Он трет палец о висок на последней фразе, будто воспоминание сидит прямо там, и он пытается стереть его.
— Это был единственный способ выплатить долг моей матери, пока я не встретила тебя, ублюдок, и ты это знаешь.
Он сильнее сжимает мое запястье и притягивает ближе.
— Я выплатил долг твоей матери. Все до копейки.
— Ты выплатил. Поэтому я и хотела прекратить танцевать в клубе. Причина, по которой я согласилась на «Королеву ночи», заключалась в том, чтобы раз и навсегда покончить с этой жизнью. Это было условие Снейка, чтобы отпустить меня. То, что ты видел в клетке, не было тем, чем я занималась там на регулярной основе.
Он ухмыляется, обнажая ровный ряд идеальных зубов.
— Нет. То, что ты делала на регулярной основе, — это выставляла себя почти голой перед десятками мужчин. Тряся перед ними своей грудью и задницей.
— Я больше не собираюсь извиняться за то, кто я и что я делала! — выпаливаю я. — Мне не нравилось танцевать у Снейка, но знаешь что? Я этого и не ненавидела. Это было ближе всего к настоящей карьере танцовщицы, чем я когда-либо была. Ты сам это сказал — люди забирали у меня возможности, они...
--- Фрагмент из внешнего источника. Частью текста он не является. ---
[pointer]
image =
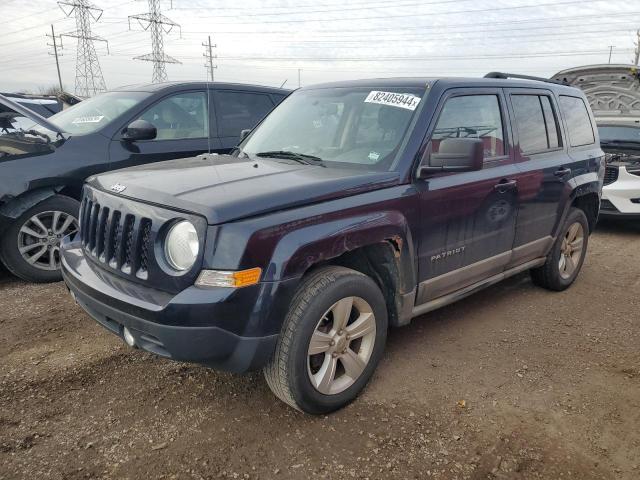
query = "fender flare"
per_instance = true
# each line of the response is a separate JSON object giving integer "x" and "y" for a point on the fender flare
{"x": 304, "y": 248}
{"x": 586, "y": 184}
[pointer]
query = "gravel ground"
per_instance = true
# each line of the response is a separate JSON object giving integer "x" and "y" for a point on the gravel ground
{"x": 514, "y": 382}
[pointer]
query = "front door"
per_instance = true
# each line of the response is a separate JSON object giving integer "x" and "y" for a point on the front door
{"x": 468, "y": 219}
{"x": 182, "y": 123}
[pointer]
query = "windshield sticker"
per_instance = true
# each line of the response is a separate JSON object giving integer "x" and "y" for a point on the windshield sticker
{"x": 88, "y": 119}
{"x": 401, "y": 100}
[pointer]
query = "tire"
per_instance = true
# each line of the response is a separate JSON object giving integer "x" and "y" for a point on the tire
{"x": 555, "y": 274}
{"x": 43, "y": 239}
{"x": 294, "y": 374}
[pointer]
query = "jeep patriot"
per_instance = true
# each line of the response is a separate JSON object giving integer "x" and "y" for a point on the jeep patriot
{"x": 353, "y": 207}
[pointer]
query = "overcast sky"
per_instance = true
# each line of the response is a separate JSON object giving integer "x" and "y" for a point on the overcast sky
{"x": 266, "y": 42}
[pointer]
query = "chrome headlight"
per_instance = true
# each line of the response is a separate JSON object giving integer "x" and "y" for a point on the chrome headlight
{"x": 181, "y": 246}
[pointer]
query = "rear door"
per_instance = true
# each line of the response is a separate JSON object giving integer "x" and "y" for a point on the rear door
{"x": 238, "y": 110}
{"x": 182, "y": 121}
{"x": 468, "y": 219}
{"x": 545, "y": 166}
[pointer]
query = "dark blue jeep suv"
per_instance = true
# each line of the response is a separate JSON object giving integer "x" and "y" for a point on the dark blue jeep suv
{"x": 353, "y": 207}
{"x": 44, "y": 162}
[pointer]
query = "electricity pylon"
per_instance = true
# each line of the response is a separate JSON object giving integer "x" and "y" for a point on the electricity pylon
{"x": 208, "y": 54}
{"x": 158, "y": 24}
{"x": 89, "y": 79}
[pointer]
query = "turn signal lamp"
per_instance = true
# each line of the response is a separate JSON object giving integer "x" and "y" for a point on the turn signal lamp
{"x": 220, "y": 278}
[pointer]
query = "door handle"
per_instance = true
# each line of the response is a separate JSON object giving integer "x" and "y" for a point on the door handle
{"x": 505, "y": 185}
{"x": 562, "y": 172}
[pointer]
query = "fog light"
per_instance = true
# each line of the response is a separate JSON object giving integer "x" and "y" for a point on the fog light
{"x": 128, "y": 337}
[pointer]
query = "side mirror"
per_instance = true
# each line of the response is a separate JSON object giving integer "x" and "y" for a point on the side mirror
{"x": 245, "y": 133}
{"x": 139, "y": 130}
{"x": 454, "y": 155}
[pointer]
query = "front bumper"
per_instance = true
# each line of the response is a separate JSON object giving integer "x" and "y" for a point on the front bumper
{"x": 192, "y": 326}
{"x": 622, "y": 197}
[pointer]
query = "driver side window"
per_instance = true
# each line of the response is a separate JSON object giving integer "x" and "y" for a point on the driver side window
{"x": 180, "y": 116}
{"x": 471, "y": 116}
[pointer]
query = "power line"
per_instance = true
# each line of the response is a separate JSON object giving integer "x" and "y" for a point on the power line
{"x": 89, "y": 79}
{"x": 158, "y": 24}
{"x": 382, "y": 30}
{"x": 413, "y": 14}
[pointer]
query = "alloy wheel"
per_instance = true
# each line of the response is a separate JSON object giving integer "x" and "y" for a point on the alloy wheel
{"x": 571, "y": 250}
{"x": 341, "y": 345}
{"x": 39, "y": 238}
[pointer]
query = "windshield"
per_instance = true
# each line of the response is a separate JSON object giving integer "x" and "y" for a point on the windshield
{"x": 18, "y": 138}
{"x": 94, "y": 113}
{"x": 354, "y": 127}
{"x": 620, "y": 134}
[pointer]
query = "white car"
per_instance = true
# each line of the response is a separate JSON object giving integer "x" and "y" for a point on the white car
{"x": 621, "y": 192}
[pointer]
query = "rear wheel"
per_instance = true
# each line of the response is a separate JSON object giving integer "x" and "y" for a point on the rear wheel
{"x": 30, "y": 248}
{"x": 567, "y": 254}
{"x": 331, "y": 342}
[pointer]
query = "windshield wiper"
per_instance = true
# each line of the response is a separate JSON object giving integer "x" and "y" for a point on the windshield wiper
{"x": 36, "y": 133}
{"x": 620, "y": 143}
{"x": 298, "y": 157}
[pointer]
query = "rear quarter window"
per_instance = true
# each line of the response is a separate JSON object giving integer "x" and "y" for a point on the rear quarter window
{"x": 578, "y": 122}
{"x": 536, "y": 123}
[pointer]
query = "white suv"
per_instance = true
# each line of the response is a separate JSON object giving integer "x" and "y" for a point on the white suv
{"x": 621, "y": 192}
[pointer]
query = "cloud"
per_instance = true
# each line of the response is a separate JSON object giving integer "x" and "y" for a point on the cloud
{"x": 267, "y": 42}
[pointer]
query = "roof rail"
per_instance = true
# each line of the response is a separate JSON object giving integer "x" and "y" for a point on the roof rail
{"x": 523, "y": 77}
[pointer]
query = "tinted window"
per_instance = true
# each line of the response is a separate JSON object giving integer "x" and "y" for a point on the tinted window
{"x": 578, "y": 123}
{"x": 237, "y": 111}
{"x": 180, "y": 116}
{"x": 551, "y": 122}
{"x": 345, "y": 127}
{"x": 94, "y": 113}
{"x": 536, "y": 122}
{"x": 472, "y": 116}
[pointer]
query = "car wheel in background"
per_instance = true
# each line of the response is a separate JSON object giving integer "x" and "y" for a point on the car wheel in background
{"x": 331, "y": 342}
{"x": 567, "y": 254}
{"x": 30, "y": 248}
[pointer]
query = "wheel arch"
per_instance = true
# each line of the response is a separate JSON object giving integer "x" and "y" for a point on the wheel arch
{"x": 379, "y": 247}
{"x": 589, "y": 203}
{"x": 20, "y": 204}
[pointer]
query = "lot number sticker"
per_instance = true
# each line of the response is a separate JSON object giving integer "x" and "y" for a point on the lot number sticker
{"x": 88, "y": 119}
{"x": 401, "y": 100}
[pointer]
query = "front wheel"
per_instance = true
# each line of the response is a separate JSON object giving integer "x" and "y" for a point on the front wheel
{"x": 30, "y": 248}
{"x": 331, "y": 342}
{"x": 567, "y": 254}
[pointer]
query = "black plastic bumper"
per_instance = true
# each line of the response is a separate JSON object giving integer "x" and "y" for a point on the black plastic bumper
{"x": 209, "y": 345}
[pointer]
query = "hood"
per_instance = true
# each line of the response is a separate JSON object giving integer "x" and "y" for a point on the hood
{"x": 223, "y": 188}
{"x": 7, "y": 107}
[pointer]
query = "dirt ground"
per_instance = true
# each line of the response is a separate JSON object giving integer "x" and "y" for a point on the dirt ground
{"x": 514, "y": 382}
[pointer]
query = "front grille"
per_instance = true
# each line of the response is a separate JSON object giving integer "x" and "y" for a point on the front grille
{"x": 119, "y": 235}
{"x": 610, "y": 175}
{"x": 117, "y": 239}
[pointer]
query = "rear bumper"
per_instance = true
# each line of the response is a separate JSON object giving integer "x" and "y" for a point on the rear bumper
{"x": 189, "y": 326}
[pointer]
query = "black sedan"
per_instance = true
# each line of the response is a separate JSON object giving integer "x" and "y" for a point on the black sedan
{"x": 43, "y": 162}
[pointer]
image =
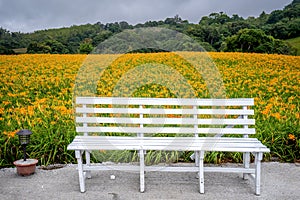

— Да, конечно, это всегда чья-то еще вина, — шипит он. — Так всегда, не так ли? Что ж, позволь мне сказать тебе кое-что, Адалия. Жизнь — это сука для большинства из нас. И мы можем винить в своих выборах других только до определенного момента.
Это быстро доходит. Я прекрасно понимаю, о чем он говорит, потому что сама чувствую то же самое. Моя мать всегда винила в своем пьянстве уход отца, работодателей, которые ее эксплуатировали, своих парней, которые ей изменяли или оставляли ее без сознания в постели, крали ее вещи и никогда не возвращались. Я ненавидела ее за это и не хотела слушать ее оправдания. У нее был ребенок, ее обязанность была собраться и пробиваться через трудности.
С тех пор как я переехала к Джаксу, я избегала наших с матерью видеозвонков по выходным. Она настаивала, но я не могла заставить себя возобновить общение. Я слушала достаточно подкастов по саморазвитию, чтобы понять, что мою низкую самооценку сформировало мое детство — хотя я и не сваливаю всю вину за свои решения на мать, они мои собственные. Но также моими являются злость и обида.